I would get the odd text from her. It never ceased to amaze me that an unsighted person who didn’t do Braille could be so patient. She was always asking about my health. She was delighted when my eye recovered. She had been through operation after operation and yet she was so supportive of my (relatively) minor procedures. When reading got difficult for me, she would demand that I rest my eyes and her concern was always genuine and touching. Very few people are like that anymore.
Jo spoke slowly, deliberately, with pauses to allow meaning to sink in, to allow space, a living, breathing conversation where nobody trampled on the other. Nobody else quite does that anymore. We just rush into the wide open space if we hear it. Jo and I didn’t do that. I will miss that.
I got the text this morning. I cried for a few seconds. I said “I’m sorry Jo”. I wish I could have read more to my friend. I had hoped she would be around for a while. I called my boss in a daze, he was understanding – I do so love all of my colleagues, they are all wonderful people. For some reason, I recalled The Lord’s Prayer:
Our Father, who art in heaven
Hallowed be Thy Name
Thy Kingdom come
Thy Will be done on earth, as it is in Heaven
Give us this day our daily bread
And forgive us our trespasses
As we forgive those who trespass against us
Lead us not into temptation, but deliver us from evil
For thine is the Kingdom, the Power and the Glory For ever and ever Amen
I wondered wistfully how many Christians know the Qur’an’s Surat al-Fatiha – the Oft Repeated Verses that Muslims recite at least 17 times every single day.

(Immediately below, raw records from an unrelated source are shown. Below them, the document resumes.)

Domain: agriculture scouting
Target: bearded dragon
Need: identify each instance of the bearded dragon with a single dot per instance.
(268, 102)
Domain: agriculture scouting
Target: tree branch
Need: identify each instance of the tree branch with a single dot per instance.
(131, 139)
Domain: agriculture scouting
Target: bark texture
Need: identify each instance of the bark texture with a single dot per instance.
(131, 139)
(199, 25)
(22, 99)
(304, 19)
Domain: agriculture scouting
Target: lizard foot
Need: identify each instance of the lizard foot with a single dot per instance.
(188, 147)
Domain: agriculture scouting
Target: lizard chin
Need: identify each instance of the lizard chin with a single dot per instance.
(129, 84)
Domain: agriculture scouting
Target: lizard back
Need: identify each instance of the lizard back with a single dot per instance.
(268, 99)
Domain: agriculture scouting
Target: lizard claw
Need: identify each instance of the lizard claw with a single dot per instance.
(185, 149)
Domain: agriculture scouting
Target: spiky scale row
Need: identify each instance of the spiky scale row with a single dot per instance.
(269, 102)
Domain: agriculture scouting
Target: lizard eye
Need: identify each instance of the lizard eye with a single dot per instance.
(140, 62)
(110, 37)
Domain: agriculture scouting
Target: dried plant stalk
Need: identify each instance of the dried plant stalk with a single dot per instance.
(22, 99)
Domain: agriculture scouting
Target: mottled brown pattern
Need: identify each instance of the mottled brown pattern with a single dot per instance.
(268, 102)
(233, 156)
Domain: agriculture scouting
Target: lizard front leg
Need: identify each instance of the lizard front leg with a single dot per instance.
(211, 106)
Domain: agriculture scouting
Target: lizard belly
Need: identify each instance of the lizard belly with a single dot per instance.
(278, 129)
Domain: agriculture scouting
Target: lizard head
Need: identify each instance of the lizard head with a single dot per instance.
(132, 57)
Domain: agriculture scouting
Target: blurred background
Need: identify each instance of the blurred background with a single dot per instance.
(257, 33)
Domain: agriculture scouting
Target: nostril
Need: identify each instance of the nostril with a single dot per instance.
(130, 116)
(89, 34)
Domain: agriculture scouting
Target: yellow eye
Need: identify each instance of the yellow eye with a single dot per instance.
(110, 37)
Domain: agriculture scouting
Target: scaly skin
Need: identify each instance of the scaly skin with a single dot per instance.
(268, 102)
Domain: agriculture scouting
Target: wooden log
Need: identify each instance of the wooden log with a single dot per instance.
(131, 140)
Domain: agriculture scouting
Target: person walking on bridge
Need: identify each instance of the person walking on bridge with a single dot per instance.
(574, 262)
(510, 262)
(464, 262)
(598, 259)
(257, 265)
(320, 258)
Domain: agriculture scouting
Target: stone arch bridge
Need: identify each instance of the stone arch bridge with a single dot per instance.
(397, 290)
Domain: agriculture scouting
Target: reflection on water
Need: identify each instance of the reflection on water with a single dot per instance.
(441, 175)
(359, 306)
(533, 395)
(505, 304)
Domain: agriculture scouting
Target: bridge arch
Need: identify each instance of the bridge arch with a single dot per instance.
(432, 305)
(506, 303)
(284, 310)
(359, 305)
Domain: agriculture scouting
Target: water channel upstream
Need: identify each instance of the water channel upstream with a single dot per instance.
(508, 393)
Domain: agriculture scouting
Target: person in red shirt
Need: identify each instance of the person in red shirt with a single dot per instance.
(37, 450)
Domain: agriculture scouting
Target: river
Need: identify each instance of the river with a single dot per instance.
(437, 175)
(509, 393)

In the name of Allah, All-Merciful, Most Merciful
Praise be to Allah, the Lord of all the worlds
The All-Merciful, the Most Merciful
The King of the Day of Judgement
You alone we worship. You alone we ask for help
Guide us on the Straight Path
The Path of those You have blessed, not of those with anger on them, nor of the misguided.
I took the bus to Willesden Green, then a tube to West Hampstead and finally a Silverlink overground train to Kew Gardens. I can’t think of Kew Gardens without remembering the warden from the made-for-TV film “Scum” from the late 1970s that was so shocking at the time. For the benefit of younger readers, Scum heralded the start of illustrious careers for Ray Winstone and Phil Daniels.
The sun beat hard through my black trousers, the first time I have worn trousers in London all year. It was a longer walk than I expected. I arrived just after the service had started and though others were ushered in, I chose to wait inside so as not to disturb the proceedings.
They played “We Are The Champions” at her funeral service this (Tuesday) morning. Jo did go on fighting till the end. She did it in the manner that I think is the strongest, most noble quality the British ever cultivated…with stoicism. Jo’s mother, who had texted me this morning so kindly, met me and thanked me for coming. She too was the embodiment of stoicism. I felt like the 10-year old in the presence of my primary school teacher again.
I watched the water feature outside the chapel and I remembered our times together and her voice. Ever so slightly croaky (tracheotomy), but gentle.
I’m sorry I didn’t read more often to you Jo. And no Jo, I haven’t seen my kids for the whole of the summer holiday so far and have not spoken to them for over a week either, but don’t worry, there is still time.
And you and I will meet again. Insha’Allah.
For the last time, bye Jo. Take care.